Bullish future

Sculpture Paul Stumkat and his bullocks - set to put Killarney on the tourism map. Picture: TERRY WEST

By TANIA PHILLIPS

KILLARNEY is set to gain a major tourist icon with the unveilling of a new sculture that has been five years in the making.
Timber-getters and bullock wagons brought people to Killarney in the past, and now the small Southern Downs town is hoping people will be drawn here again and provide a major economic boost.
Five years in the planning and making, the newest attraction is a sculpture of bullocks pulling a tallow wood log on a wagon.
The sculpture, to be situated opposite the town’s Heritage Centre in Willow Street, is hoped to become a major tourism attraction for the small town, according to Heritage Centre president Tony Pearson.
“It will be a major tourist attraction,” he said.
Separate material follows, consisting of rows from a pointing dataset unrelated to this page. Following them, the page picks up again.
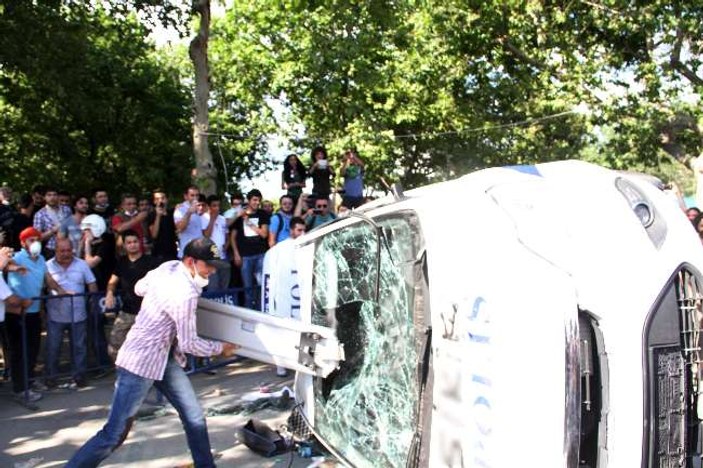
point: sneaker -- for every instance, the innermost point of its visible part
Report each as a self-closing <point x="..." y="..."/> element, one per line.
<point x="81" y="382"/>
<point x="50" y="384"/>
<point x="31" y="396"/>
<point x="38" y="386"/>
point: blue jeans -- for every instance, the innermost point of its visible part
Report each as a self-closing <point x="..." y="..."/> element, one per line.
<point x="252" y="270"/>
<point x="130" y="392"/>
<point x="79" y="343"/>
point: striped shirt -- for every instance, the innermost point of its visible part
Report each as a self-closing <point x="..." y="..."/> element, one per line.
<point x="165" y="320"/>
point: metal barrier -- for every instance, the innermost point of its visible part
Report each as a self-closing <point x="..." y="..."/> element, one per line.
<point x="93" y="304"/>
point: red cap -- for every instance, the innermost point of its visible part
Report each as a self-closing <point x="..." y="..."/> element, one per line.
<point x="29" y="232"/>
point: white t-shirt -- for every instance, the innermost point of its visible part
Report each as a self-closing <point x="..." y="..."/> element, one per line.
<point x="192" y="231"/>
<point x="219" y="231"/>
<point x="5" y="292"/>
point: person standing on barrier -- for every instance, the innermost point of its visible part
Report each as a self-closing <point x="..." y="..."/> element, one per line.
<point x="25" y="332"/>
<point x="9" y="302"/>
<point x="153" y="355"/>
<point x="48" y="220"/>
<point x="68" y="313"/>
<point x="129" y="269"/>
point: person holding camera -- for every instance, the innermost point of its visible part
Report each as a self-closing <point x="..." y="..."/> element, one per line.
<point x="249" y="243"/>
<point x="162" y="229"/>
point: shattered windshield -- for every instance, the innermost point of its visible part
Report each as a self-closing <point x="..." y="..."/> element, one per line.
<point x="367" y="409"/>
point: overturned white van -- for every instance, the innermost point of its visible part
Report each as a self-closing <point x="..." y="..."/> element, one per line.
<point x="543" y="315"/>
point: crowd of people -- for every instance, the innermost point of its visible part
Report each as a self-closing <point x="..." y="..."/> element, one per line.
<point x="70" y="245"/>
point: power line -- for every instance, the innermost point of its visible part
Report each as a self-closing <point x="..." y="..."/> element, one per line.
<point x="581" y="109"/>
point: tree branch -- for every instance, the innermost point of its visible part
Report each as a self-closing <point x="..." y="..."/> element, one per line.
<point x="678" y="65"/>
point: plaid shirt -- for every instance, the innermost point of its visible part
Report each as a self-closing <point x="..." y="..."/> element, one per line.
<point x="166" y="320"/>
<point x="45" y="220"/>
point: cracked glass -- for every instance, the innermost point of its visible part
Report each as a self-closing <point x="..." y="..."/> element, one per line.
<point x="367" y="409"/>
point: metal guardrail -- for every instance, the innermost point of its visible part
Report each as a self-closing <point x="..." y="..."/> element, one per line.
<point x="96" y="313"/>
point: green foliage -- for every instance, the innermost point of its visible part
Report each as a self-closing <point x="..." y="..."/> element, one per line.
<point x="430" y="90"/>
<point x="85" y="102"/>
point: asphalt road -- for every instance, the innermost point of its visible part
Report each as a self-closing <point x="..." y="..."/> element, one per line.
<point x="65" y="419"/>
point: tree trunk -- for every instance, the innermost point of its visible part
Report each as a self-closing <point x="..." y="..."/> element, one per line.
<point x="205" y="174"/>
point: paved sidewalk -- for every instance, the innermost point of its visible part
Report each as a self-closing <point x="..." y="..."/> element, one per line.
<point x="65" y="419"/>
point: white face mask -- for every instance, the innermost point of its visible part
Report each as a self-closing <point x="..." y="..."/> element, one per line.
<point x="200" y="281"/>
<point x="35" y="248"/>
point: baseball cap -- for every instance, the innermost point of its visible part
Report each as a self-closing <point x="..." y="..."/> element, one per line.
<point x="203" y="249"/>
<point x="95" y="223"/>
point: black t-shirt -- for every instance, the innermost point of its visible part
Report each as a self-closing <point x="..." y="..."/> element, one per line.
<point x="105" y="249"/>
<point x="248" y="242"/>
<point x="321" y="182"/>
<point x="129" y="273"/>
<point x="107" y="213"/>
<point x="164" y="245"/>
“A real boost for the town,” he added.
Mr Pearson said the project, funded by the Queensland Government’s Regional Arts Development Fund through the Southern Downs Regional Council, had involved a large number of people with local sculptor Paul Stumkat providing the last major piece of the project, creating two life-sized bullocks.
Mr Stumkat said the bullocks, created from fibreglass, had taken six months to craft, with their life-like eyes coming from the US.
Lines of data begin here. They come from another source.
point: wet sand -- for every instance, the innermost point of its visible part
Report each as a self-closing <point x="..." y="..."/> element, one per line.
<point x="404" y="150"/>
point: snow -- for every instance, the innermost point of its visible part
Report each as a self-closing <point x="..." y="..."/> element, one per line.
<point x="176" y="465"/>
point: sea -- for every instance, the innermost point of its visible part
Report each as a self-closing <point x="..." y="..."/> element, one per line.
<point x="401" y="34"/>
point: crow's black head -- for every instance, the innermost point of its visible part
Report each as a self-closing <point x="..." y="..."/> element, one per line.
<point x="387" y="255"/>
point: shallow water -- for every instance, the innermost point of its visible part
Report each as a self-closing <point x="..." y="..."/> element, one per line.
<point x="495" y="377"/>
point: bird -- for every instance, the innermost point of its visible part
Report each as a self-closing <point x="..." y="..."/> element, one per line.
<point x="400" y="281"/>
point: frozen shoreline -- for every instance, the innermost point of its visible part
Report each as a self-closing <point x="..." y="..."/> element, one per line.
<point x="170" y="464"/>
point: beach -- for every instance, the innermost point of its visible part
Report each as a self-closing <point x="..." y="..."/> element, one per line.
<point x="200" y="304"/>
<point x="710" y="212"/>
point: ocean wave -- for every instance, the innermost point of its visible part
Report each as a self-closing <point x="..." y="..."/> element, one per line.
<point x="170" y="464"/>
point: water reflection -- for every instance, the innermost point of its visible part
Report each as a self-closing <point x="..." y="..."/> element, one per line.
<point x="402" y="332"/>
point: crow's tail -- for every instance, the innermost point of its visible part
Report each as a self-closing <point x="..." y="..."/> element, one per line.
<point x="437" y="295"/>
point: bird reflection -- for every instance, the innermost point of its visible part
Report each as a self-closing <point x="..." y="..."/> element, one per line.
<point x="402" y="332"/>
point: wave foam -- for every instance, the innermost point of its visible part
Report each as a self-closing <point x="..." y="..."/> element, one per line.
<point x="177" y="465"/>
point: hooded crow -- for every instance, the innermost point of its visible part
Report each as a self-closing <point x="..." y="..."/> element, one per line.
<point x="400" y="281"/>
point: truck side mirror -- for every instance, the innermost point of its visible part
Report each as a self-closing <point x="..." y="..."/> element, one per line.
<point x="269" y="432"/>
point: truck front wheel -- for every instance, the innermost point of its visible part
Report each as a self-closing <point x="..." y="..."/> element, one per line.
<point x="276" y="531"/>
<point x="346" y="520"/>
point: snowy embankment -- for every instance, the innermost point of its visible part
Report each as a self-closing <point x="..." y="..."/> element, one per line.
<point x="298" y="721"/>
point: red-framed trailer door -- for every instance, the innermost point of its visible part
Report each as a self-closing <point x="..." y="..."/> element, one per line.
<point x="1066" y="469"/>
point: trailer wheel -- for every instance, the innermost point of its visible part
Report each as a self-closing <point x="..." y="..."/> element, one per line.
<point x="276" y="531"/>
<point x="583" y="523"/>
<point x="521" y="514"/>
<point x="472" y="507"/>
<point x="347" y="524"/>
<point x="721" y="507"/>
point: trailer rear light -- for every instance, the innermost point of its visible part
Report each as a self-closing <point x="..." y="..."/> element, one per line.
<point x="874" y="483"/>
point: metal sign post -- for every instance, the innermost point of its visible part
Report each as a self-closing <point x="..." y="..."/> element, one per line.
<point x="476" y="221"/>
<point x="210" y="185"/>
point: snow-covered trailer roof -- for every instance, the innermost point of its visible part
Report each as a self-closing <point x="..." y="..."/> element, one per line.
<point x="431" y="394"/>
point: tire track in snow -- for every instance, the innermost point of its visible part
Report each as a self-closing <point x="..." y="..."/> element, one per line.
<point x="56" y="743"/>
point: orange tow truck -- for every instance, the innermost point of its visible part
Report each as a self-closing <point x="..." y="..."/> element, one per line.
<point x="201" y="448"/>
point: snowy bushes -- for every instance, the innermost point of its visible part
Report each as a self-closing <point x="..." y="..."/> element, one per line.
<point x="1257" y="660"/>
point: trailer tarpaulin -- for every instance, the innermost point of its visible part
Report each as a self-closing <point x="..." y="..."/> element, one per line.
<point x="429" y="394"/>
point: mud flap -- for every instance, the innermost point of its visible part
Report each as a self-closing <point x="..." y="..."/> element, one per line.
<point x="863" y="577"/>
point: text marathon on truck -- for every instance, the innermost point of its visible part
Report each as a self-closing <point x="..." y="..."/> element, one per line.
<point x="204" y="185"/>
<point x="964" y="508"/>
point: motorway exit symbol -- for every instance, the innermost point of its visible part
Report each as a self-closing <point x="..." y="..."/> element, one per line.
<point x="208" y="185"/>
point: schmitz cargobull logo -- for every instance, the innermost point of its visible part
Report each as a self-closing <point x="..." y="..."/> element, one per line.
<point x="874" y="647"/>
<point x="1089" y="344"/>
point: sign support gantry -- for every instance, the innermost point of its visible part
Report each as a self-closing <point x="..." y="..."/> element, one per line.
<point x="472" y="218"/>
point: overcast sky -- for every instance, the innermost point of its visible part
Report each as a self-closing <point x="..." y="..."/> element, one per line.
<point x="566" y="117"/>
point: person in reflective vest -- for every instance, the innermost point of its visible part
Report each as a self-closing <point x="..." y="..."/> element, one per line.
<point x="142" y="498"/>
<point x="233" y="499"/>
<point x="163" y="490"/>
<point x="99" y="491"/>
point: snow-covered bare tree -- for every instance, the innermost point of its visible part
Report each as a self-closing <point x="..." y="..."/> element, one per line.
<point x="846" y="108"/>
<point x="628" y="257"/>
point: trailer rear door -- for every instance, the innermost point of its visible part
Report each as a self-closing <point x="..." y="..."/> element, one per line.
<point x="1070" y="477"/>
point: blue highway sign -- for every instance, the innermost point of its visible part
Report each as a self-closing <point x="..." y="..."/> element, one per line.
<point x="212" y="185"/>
He said they were now finished and all ready to take up their new home.
“Each bullock has been individually sculpted, they are not copies of each other,” Mr Stumkat said.
The bullocks are replicas of the stocky Devon beasts that would have been used to carry the timber in the hilly terrain.
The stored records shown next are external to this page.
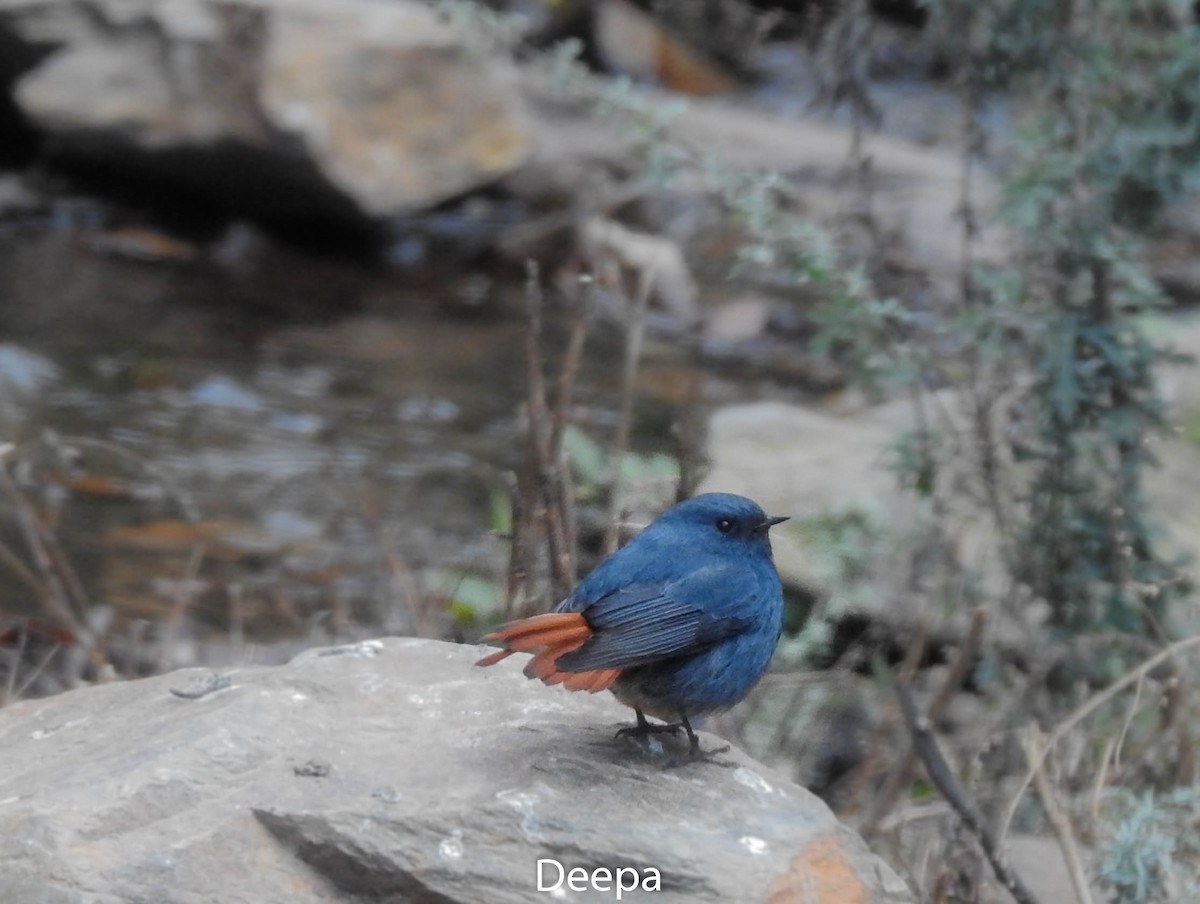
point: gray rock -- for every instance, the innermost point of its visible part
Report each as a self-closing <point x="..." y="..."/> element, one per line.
<point x="390" y="771"/>
<point x="277" y="107"/>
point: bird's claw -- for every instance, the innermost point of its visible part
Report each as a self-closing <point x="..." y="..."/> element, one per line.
<point x="646" y="729"/>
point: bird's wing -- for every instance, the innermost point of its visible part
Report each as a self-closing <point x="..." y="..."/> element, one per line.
<point x="647" y="622"/>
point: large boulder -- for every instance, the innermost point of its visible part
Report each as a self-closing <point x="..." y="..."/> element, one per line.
<point x="273" y="107"/>
<point x="393" y="771"/>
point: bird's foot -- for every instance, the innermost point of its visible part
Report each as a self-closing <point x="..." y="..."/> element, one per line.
<point x="645" y="729"/>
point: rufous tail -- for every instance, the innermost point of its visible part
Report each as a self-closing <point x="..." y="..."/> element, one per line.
<point x="549" y="636"/>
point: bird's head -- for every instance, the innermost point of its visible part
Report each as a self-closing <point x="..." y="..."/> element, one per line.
<point x="723" y="521"/>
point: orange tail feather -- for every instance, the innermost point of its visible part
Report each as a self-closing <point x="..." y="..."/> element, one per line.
<point x="549" y="636"/>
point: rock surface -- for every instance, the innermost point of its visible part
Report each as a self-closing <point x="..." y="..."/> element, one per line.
<point x="273" y="107"/>
<point x="390" y="771"/>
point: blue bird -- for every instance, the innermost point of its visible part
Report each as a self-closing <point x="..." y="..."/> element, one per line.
<point x="679" y="622"/>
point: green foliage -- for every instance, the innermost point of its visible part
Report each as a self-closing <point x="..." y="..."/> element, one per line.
<point x="1109" y="132"/>
<point x="1152" y="855"/>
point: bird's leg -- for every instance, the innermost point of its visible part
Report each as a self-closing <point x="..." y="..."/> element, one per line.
<point x="694" y="749"/>
<point x="642" y="729"/>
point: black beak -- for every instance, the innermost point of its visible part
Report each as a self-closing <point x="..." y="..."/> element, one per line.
<point x="767" y="524"/>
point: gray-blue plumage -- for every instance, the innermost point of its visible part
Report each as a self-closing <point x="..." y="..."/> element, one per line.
<point x="690" y="609"/>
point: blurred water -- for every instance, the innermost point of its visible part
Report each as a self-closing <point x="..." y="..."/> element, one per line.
<point x="313" y="445"/>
Mr Stumkat said it was hoped that eventually, as funding became available, the sculpture would include the full six bullocks that would have been used to carry the wood that was Killarney area’s lifeblood, out of the area.
However, both Mr Pearson and Mr Stumkat said the sculpture would have to be moved to a bigger site when that happened.
The sculpture, which will finally be put together next month, and will be dedicated to Eric Rees, the last real bullocky in Killarney who died six months ago.
An official unveiling of the sculpture and dedication ceremony is expected to be held on 31 May.